By 7 a.m. we were heading due west and we could see the Isla de Hornos, the island of Cape Horn. We literally “rounded” the Horn, sailing all the way around the island in an anti-clockwise direction, so keeping it on our port side, until we were heading due east again along Drake´s Passage, south of the Horn. We ordered breakfast in our cabin and spent the next three hours on our balcony; so glad we chose a port-side cabin! After such a balmy start, the weather closed in a bit, with some light rain and a very chill biting wind. Although the air temperature was now still above freezing, at 2°C, the wind chill factor made it feel a lot colder. We were like kids on snowy mornings, we kept running inside to warm our fingers and toes a bit, but then getting back out again as quickly as possible, so that we didn´t miss anything! The ship was going very slowly, just a few knots, so that we had as much time as possible to take photos and use the binoculars. This was possible because the weather was so unusually amenable. As we approached the eastern end of the island, two whales were spotted, too far away for photos with our cameras, but we enjoyed watching them through our binoculars. We were surprised to learn that people live at The Horn; a few families live on the island, and as well as a lighthouse, there is a Chilean naval station there.



So, obviously, Cape Horn isn´t a “cape” at all, it is an island. The early Spanish mariners thought that the whole area was a peninsular, rather than an archipelago, and they named it “Cabo de Hornos” because of the bubbling turbulent waters that most mariners encountered there: “horno” means “oven” in Spanish. Along came the English, heard the word “hornos”, saw that there were two rocks at the western end of the island that looked like two horns, thought that “hornos” was the Spanish word for “horns”, so called it Cape Horn, which it has been called ever since. So “Cape Horn” is not a translation from the Spanish at all, it is “Spanglish”! We Brits are still pretty good at “Spanglish”! Obviously we have had centuries off practice! The eastern end of the island is the furthest point south, although the “horns” are so iconic, one thinks of them as The Horn.
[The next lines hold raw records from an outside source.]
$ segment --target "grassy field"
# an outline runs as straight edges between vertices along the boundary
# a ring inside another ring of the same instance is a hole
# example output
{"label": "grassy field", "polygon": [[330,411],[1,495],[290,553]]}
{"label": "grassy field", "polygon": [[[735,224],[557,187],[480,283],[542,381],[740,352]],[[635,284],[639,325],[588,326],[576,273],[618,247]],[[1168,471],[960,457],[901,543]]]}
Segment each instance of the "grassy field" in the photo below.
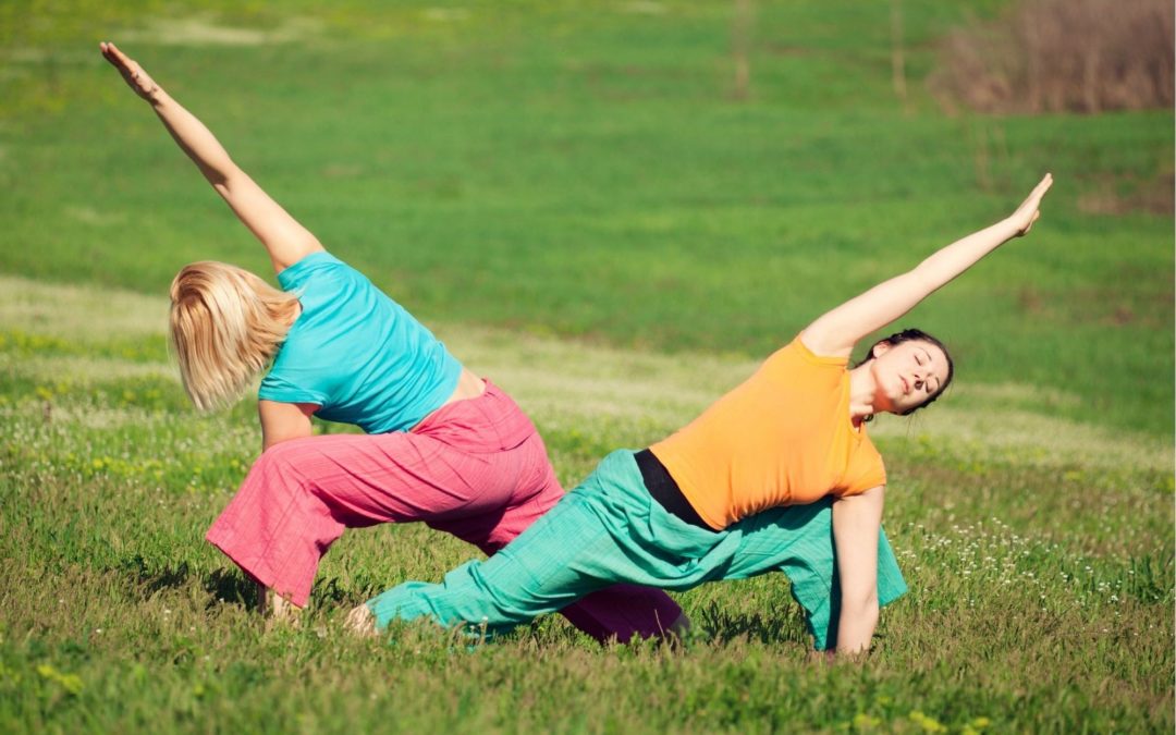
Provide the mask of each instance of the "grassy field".
{"label": "grassy field", "polygon": [[[108,5],[0,6],[0,729],[1172,730],[1170,111],[942,114],[935,39],[995,1],[903,4],[904,102],[886,4],[757,4],[747,101],[727,2]],[[960,372],[874,429],[913,590],[875,654],[806,662],[775,577],[680,595],[684,652],[343,636],[474,553],[416,527],[345,536],[266,630],[201,540],[254,408],[194,414],[162,339],[179,266],[263,254],[106,38],[510,390],[569,486],[1053,171],[1033,235],[904,320]]]}

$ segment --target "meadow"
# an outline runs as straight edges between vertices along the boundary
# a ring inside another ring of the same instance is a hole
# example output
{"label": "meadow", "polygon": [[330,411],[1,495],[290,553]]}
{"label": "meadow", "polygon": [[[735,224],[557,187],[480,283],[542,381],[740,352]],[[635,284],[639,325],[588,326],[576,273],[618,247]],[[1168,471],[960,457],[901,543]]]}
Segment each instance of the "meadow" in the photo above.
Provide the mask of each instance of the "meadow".
{"label": "meadow", "polygon": [[[0,7],[0,729],[1172,730],[1171,111],[946,114],[936,39],[995,0],[903,4],[904,100],[886,4],[756,4],[746,100],[727,2],[315,5]],[[268,265],[106,39],[515,395],[568,487],[1051,171],[1031,235],[903,320],[958,374],[871,428],[911,593],[869,659],[810,661],[780,576],[679,595],[682,650],[348,637],[476,554],[415,526],[345,535],[267,629],[202,541],[255,407],[196,414],[163,325],[185,262]]]}

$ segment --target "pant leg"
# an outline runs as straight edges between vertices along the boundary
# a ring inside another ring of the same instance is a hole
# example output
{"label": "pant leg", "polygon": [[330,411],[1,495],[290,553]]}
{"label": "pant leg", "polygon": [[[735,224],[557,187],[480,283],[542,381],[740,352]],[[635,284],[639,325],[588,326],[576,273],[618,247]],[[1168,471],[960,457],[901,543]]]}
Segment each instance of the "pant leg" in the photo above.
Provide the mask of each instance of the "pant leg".
{"label": "pant leg", "polygon": [[[833,500],[826,497],[808,506],[773,508],[740,521],[729,529],[740,535],[740,546],[724,573],[724,579],[733,580],[782,572],[804,609],[804,621],[818,650],[836,643],[841,609],[831,507]],[[882,606],[907,593],[884,530],[878,534],[877,592]]]}
{"label": "pant leg", "polygon": [[406,582],[368,607],[380,628],[425,616],[502,633],[612,584],[600,562],[620,554],[587,499],[573,493],[487,561],[467,562],[437,584]]}
{"label": "pant leg", "polygon": [[701,555],[694,554],[696,540],[723,544],[724,535],[676,519],[681,528],[652,526],[652,502],[633,453],[615,452],[489,560],[468,562],[439,584],[401,584],[368,607],[380,627],[429,617],[442,626],[485,623],[497,633],[616,582],[689,589],[715,574],[691,555]]}
{"label": "pant leg", "polygon": [[[534,482],[527,488],[533,494],[521,493],[521,499],[506,509],[497,526],[487,535],[487,542],[479,544],[487,555],[513,541],[564,495],[547,459],[542,439],[539,434],[534,439],[535,443],[527,448],[530,455],[521,457],[536,470]],[[604,642],[614,639],[629,641],[634,635],[641,639],[663,636],[682,616],[682,608],[661,589],[614,584],[590,593],[559,613],[581,632]]]}
{"label": "pant leg", "polygon": [[345,528],[501,512],[519,485],[501,465],[408,433],[282,442],[258,459],[206,537],[303,606],[320,559]]}

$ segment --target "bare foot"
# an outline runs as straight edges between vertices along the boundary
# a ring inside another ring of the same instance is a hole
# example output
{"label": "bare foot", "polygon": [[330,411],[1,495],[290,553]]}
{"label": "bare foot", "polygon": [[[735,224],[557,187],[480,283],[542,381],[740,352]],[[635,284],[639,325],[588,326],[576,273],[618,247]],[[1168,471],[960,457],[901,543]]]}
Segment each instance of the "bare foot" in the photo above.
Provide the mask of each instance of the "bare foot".
{"label": "bare foot", "polygon": [[258,612],[268,621],[267,627],[302,624],[302,608],[282,597],[265,584],[258,584]]}
{"label": "bare foot", "polygon": [[353,635],[360,637],[369,639],[375,637],[377,634],[375,629],[375,615],[372,614],[372,609],[366,604],[361,604],[348,613],[343,627]]}

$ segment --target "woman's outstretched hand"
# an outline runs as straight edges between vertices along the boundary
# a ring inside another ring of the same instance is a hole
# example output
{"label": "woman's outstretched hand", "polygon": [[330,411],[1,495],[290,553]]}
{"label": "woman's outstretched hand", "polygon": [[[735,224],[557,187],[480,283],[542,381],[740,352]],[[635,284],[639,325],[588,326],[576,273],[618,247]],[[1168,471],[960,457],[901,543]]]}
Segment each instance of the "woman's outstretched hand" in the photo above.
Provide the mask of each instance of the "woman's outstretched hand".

So we were fortunate to see Cape Horn on an unusual day: the ocean calm and the sun shining. It was a great experience. By 9.30 a.m. we were heading away east, and then shortly afterwards our course was set in a north-easterly direction towards the Falkland Islands, some 460 nautical miles away. For most of the day we have still been able to see the coast of Argentina, on our port side, until now, late afternoon, when all we can see is ocean. So we have been in Argentina, although we have yet to set foot on Argentinian soil, then we returned to Chilean waters, and now we are back in Argentina. Our passports all got stamped yesterday, even although we couldn´t go ashore; the Argentinian immigration officers boarded the ship to clear us through and stamp our passports, because we were in their territorial waters. We are due to reach Stanley at 8 a.m. tomorrow morning. We have loved Patagonia, wild southern land that it is. We are now heading home; if the forthcoming three months that it will take us to get home, are as rich as the past three, then we shall be two very lucky people indeed.“Adiós Patagonia! Gracias”!